Once coffee was served, the conversation turned quickly to whether primary voters had sent a message to Brownback. He said the results of this month's primaries show voter frustration not with the tax cuts he has pushed through as governor, but with the state budget and K-12 funding.
"Those are the things I'm hearing the most about. There has been very little coverage of positive sides of business growth in the state," he said.
Brownback says the income tax cuts have been a boon to small business owners, particularly in the Kansas City metro area. He says the state’s low unemployment rate is the reason they haven’t produced the jobs he promised.
The governor continues to reject what appears to reject the notion that his tax cuts are responsible for the state’s chronic budget problems.
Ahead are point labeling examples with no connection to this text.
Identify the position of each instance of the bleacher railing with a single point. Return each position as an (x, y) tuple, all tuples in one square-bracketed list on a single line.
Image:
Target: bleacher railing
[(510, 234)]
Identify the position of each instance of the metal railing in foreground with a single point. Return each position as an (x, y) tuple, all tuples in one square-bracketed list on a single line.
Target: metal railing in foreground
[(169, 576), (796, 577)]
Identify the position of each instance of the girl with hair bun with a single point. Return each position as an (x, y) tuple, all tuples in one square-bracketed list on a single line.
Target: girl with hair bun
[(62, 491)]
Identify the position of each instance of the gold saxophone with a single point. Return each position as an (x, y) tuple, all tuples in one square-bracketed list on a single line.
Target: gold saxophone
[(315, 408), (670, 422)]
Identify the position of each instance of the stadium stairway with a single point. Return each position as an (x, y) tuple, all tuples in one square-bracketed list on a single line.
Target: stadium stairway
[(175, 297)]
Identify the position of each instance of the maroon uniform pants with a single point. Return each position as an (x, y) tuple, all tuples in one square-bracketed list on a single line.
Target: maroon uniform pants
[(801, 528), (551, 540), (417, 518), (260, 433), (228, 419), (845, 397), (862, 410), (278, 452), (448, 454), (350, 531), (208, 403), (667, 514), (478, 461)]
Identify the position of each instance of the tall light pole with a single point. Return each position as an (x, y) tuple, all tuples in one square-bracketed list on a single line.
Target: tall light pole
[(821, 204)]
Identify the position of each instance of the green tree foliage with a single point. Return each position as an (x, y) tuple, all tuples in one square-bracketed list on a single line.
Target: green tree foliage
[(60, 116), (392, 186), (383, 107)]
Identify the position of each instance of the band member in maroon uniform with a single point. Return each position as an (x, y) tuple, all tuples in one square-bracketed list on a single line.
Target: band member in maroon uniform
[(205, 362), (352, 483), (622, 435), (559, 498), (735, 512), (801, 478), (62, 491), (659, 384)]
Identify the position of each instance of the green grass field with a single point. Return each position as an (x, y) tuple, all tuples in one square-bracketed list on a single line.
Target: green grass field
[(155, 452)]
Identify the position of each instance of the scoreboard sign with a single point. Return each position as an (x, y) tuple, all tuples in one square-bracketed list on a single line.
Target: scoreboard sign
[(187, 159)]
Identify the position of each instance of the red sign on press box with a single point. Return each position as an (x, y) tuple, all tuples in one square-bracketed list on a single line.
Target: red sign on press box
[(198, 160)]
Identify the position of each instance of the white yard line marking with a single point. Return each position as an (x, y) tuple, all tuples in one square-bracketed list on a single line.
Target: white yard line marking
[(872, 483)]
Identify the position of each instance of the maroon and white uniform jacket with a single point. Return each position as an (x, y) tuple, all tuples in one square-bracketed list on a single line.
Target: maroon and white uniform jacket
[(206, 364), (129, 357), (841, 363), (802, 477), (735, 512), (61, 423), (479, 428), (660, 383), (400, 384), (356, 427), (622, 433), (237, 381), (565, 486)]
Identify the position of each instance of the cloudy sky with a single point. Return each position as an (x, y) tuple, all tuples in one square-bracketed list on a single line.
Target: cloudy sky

Repeated revenue shortfalls that have forced cuts in Medicaid, higher education, highways and children’s programs.
Brownback says downturns in mainstays of the Kansas economy – agriculture, oil and gas and the aircraft industry – are responsible for the budget problems, not his tax cuts.
“We had contraction in the Kansas economy and I think everybody’s been frustrated by that," he said. "I certainly have been.”
Even so, many of the conservative lawmakers who helped Brownback pass those tax cuts won’t be back. Several retired rather than face the voters. But others were defeated by more moderate Republicans who pledged to stop the bleeding and restore stability to the state budget.
Many of the primary winners also support expanding KanCare, the state’s privatized Medicaid program. Expansion would cover about 150,000 low-income adults who earn too little to qualify for federal subsidies to help them purchase private insurance.
Kansas hospitals and other provider organizations have been pushing for expansion for the past three years. But that push has gone nowhere because of opposition from Brownback and conservative legislative leaders.
“I’ve not been opposed to it, but I have put conditions," he said.
Unreasonable conditions, according to expansion supporters--conditions that have effectively blocked any real debate on the issue.
“They’ve set up what we consider at least to be a false choice between the waiting list and KanCare expansion," says Tom Bell, president and CEO of the Kansas Hospital Association.
Brownback says he won’t consider expanding KanCare to cover poor but able-bodied adults until all Kansans with disabilities have the support services to which they’re entitled.
“Because you have people who are not able-bodied, who do have dependents who are not getting the full set of services," he said.
But Bell and others pushing for expansion see the governor’s connection of the waiting list and expansion issues as little more than a delaying tactic.
“Those two things have nothing to do with each other," Bell says. "It seems to me that it allows the governor to not have to worry about expansion for the rest of his time in office.”
Brownback may be forced to deal with the issue whether he wants to our not. Gains by moderate Republicans in the primary and anticipated victories by a handful of Democrats in the general election have expansion advocates hopeful they’ll have to votes to send a bill to the governor’s desk when the Legislature reconvenes in January.
David Jordan heads the expansion advocacy group Alliance for a Healthy Kansas.
“Looking at the dynamic of how the races are shaping up, we see broad support for expanding KanCare," he says.
Broad support--but maybe not broad enough to override a Brownback veto, should it come to that.